The last issue I found as a bit disturbing was his recommendation he made for spiritual readings. I’ll make this quick. He mentioned a whole list of names and books that he found personally insightful and spiritually invigorating and encouraged his readers to pick them up if they had a chance or an interest. Once of his side notes was “I can’t read Kierkegaard myself, but some people find him helpful.”
I wish he explained more of what he meant here, but the little I have heard and read about Soren Kierkegaard was that he was a type of mystic in some respects and not a great proponent of all things Biblical. To quote an article I came across once, it said:
“[Kierkegaard] has marked structural similarities to mystics such as Eckhart, who is warmly received by the Japanese philosophical tradition, particularly in the writings of its Zen and Pure Land Buddhist representatives.”
Wow. Okay, Mr. Lewis.

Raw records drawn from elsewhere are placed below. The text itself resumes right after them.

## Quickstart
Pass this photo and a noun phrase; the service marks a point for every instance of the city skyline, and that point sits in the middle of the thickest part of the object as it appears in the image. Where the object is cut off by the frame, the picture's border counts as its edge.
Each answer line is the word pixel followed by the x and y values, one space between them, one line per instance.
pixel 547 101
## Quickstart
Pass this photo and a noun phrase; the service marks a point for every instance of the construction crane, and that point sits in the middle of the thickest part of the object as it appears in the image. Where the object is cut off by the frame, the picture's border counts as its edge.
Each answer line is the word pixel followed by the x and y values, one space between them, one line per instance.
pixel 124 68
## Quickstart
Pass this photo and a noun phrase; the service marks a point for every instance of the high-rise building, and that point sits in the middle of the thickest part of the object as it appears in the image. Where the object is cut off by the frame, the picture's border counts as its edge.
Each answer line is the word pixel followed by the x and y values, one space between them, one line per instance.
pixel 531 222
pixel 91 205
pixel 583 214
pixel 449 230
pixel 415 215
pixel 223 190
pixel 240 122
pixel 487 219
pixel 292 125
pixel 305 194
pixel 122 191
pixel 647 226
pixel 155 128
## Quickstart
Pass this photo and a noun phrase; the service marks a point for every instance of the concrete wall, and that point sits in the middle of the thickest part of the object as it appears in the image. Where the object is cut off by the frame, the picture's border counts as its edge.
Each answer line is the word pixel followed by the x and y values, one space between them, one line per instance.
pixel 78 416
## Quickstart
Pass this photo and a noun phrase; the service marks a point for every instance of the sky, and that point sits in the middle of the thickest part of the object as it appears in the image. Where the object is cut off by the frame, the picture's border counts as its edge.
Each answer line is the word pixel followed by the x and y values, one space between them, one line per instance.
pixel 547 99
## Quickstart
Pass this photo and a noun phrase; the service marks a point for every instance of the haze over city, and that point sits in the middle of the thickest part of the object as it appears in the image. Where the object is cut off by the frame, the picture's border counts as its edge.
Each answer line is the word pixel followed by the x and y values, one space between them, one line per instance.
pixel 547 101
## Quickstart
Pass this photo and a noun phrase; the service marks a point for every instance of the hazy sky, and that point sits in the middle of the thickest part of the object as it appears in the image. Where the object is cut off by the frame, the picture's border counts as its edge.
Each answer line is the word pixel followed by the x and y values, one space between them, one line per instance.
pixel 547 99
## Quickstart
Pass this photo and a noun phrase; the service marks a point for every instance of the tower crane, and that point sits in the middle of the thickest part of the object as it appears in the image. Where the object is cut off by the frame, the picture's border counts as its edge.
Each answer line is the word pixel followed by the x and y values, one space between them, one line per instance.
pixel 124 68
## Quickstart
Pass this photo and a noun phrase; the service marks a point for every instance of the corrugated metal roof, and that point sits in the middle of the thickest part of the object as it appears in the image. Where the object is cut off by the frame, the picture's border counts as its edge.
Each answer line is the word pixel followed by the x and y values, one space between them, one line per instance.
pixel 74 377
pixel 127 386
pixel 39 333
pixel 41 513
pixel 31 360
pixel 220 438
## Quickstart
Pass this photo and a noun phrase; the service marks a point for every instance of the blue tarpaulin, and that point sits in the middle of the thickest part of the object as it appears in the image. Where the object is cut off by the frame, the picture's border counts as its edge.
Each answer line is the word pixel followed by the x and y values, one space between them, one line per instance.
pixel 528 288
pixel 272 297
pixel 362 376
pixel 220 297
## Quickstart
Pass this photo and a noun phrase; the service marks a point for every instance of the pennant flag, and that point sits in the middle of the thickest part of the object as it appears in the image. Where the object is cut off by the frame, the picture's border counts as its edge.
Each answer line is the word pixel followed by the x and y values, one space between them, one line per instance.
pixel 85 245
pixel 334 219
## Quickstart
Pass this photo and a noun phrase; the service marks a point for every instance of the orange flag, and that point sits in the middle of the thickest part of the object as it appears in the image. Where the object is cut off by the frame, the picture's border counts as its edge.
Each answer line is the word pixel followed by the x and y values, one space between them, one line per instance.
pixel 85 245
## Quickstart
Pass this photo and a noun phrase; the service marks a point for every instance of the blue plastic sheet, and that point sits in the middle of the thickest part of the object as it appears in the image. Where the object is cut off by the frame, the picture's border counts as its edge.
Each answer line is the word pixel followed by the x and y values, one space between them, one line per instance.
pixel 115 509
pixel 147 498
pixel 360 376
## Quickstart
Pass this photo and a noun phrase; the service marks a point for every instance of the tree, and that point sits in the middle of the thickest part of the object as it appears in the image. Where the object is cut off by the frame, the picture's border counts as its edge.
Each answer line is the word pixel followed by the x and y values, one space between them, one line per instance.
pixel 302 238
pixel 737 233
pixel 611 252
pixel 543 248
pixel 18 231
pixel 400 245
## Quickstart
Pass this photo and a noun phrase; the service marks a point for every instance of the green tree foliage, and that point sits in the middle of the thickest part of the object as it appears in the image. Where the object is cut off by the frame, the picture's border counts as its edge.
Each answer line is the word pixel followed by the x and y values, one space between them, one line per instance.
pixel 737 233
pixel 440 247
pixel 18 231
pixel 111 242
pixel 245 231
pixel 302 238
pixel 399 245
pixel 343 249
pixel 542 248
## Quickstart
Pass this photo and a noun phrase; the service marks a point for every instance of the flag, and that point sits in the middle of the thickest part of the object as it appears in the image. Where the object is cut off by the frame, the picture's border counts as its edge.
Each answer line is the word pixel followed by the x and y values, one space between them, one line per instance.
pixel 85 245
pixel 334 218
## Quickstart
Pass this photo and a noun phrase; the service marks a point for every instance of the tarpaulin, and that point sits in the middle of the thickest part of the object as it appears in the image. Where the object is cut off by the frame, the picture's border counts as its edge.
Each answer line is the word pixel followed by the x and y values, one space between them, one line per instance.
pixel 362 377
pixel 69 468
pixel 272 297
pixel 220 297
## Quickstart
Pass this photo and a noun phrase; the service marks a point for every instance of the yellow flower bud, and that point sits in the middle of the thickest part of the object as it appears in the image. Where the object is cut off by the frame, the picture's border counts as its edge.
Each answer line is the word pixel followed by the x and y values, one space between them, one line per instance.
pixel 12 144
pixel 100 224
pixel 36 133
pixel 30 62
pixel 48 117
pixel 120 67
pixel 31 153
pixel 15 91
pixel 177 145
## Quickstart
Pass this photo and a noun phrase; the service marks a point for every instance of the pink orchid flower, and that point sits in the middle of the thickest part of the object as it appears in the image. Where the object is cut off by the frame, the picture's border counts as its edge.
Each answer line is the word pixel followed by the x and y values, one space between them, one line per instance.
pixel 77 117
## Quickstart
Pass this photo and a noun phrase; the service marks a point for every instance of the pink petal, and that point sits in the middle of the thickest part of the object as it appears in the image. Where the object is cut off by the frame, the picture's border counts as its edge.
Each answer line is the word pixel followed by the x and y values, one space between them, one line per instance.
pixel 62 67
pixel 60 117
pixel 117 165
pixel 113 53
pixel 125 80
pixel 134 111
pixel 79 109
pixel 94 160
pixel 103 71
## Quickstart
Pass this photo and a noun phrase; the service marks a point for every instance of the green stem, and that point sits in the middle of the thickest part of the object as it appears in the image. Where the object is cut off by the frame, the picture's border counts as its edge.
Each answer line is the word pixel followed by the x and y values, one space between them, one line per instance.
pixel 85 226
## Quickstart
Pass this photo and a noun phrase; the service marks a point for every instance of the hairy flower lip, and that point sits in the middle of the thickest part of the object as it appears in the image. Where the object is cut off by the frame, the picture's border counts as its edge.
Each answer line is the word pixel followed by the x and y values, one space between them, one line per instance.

Bad recommendation. Yet, he makes another one:
“Have you read anything by an American Trappist called Thomas Merton? I’m at present on his No Man Is an Island. It is the best new spiritual reading I’ve met for a long time.”
Now, let me quote Merton himself in his
Conjectures of a Guilty Bystander:
"It is a glorious destiny to be a member of the human race, ... now I realize what we all are .... If only they [people] could all see themselves as they really are ...I suppose the big problem would be that we would fall down and worship each other ... At the center of our being is a point of nothingness which is untouched by sin and by illusions, a point of pure truth ... This little point ...is the pure glory of God in us. It is in everybody."
This is downright frightening. As Ray Yungen put it:
“What Martin Luther King was to the civil rights movement and what Henry Ford was to the automobile, Thomas Merton is to contemplative prayer. Although this prayer movement existed centuries before he came along, Merton took it out of its monastic setting and made it available to and popular with the masses.”
It is downright irresponsible and reprehensible for anyone in the body of believers to support this kind of
philosophy. Again, I just feel that C.S. Lewis was too much of a philosopher and not enough of a theologian and would oftentimes get caught in the very webs of human reasoning that he warned apologists not to get into. It is a dangerous place to be because it takes our eyes off of Jesus and places our faith in the so-called wisdom of the world, not the real wisdom that comes from Heaven as we read in James earlier.
I hope this book review of
The Joyful Christian helped and that it at least challenged you to constantly keep a mind of discernment that is trained from constant study of God’s Word. I should clarify that I have quoted C.S. Lewis on a number of occasions for some of the great things he has articulated that brought great clarity to some type of biblical truth. This is precisely why I was shocked at some of the other things I saw in his writings.
I am thankful for a lot of the good things that C.S. Lewis has done for understanding certain biblical truths, but I do stay very much concerned for some of the theology that he articulated and recommendations he made to other spiritual sources especially since C.S. Lewis is one of the most popular Christian theologians being published in the United States today. Perhaps these reasons are why he still sells so many books. He is an incredible mind, but with a lack of solid understanding on key Biblical doctrines. Plus, with his affirmation of popular mystics, he no doubt holds some sway with even some of them still. This makes me sad.
This was a hard review to write because I love many other things he has written. Nonetheless, the things that seemed too wrong to ignore...well, they cannot go unnoticed.
Let me know if you have any questions or concerns on anything I’ve written. I only want to represent him fairly and the Bible accurately.